ArQule (ARQL) has doubled in less than two months, following two years of weakness. While tivantinib’s phase III liver cancer is the company’s most visible asset, investors are starting to notice ArQule’s early stage pipeline and its potential to generate meaningful data in the coming year. Both ARQ 092 (Akt inhibitor) and ARQ 087 (FGFR inhibitor) are being tested in biomarker-enriched trials with the potential to have clear efficacy signals during 2015.
ARQ 092 – Fast follower in oncology but leading in rare diseases
ARQ 092 is in phase Ib in patients whose tumors harbor relevant mutations (Akt, PI3K). ARQ 092 appears to be a high quality, potentially differentiated Akt inhibitor but primary risk associated with program is related to Akt as a target for cancer.

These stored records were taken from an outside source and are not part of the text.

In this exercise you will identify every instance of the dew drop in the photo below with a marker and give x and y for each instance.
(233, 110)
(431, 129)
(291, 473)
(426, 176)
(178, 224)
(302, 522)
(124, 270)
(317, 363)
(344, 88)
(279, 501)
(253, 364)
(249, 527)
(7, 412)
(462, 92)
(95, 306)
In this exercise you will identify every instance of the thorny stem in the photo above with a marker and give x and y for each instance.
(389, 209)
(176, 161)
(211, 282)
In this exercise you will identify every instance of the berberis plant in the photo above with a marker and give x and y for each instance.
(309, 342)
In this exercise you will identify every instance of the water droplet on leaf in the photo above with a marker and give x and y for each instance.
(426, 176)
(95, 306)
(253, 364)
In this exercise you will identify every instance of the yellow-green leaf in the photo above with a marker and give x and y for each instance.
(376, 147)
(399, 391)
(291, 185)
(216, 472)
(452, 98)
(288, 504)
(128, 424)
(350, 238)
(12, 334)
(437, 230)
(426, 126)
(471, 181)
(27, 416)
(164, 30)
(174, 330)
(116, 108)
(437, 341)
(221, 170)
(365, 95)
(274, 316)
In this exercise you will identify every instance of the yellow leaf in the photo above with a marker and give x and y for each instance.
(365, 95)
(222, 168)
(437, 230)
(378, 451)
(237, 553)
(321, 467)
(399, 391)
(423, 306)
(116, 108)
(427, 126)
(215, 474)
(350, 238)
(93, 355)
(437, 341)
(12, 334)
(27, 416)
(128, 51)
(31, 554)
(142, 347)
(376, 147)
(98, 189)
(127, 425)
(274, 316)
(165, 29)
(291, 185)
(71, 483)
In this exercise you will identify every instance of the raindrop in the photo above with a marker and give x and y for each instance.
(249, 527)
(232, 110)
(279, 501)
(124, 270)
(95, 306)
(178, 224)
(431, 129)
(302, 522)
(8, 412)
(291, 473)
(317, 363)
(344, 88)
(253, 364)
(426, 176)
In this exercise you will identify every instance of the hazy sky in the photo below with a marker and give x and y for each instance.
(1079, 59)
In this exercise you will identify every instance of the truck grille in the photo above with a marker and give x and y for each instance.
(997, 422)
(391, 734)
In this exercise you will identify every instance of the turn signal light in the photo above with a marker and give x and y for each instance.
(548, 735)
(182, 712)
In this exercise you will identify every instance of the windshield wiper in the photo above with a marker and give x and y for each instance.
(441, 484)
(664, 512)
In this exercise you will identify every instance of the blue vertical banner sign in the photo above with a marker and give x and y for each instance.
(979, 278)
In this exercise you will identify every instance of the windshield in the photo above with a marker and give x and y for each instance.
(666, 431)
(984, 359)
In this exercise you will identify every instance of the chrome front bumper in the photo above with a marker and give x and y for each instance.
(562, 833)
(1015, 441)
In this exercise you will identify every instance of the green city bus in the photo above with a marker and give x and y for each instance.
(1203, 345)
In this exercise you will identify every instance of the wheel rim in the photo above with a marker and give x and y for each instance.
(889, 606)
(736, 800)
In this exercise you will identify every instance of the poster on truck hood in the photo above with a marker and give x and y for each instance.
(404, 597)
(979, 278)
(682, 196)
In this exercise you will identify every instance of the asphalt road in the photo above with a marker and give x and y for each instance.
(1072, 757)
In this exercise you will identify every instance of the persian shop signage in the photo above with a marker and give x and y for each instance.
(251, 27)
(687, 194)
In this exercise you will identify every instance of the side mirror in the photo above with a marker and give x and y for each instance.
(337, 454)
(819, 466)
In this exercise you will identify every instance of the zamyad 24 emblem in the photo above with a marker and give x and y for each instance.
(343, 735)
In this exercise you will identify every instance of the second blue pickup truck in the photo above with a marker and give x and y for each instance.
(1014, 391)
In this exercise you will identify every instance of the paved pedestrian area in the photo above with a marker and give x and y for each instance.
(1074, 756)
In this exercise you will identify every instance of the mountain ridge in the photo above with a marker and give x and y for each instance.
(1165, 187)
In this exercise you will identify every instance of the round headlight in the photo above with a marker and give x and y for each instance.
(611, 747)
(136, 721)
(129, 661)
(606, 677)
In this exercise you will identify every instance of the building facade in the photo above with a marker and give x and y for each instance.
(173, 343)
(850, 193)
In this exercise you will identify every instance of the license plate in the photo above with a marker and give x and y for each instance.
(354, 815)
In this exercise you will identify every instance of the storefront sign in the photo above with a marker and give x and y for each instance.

To date, Akt inhibitors generated preliminary efficacy signs in biomarker-defined patients but were not effective enough to justify single agent development. As a result, development of Akt programs shifted to combination studies in an attempt to identify the right combination regimens and patient populations. Roche’s GDC-0068 (licensed from Array Biopharma [ARRY]) is being evaluated in three large trials in breast, gastric and prostate cancer. AstraZeneca’s (AZN) AZD5363 is in several randomized trials that are funded predominantly by research institutes.
Since ArQule is evaluating ARQ 092 as monotherapy, expectations from the current trial should be modest. When I spoke with the company’s management earlier this week, they acknowledged the limited activity observed to date with other Akt inhibitors but still felt the drug deserves a chance to demonstrate an effect in relevant patient population. In that sense, being a fast follower plays to ArQule’s favor as it can use information generated by competitors to optimally design the expansion cohorts. ARQ 092 may also have advantages over other Akt inhibitors such as prolonged target coverage due to long half-life, better safety profile and different isoform selectivity.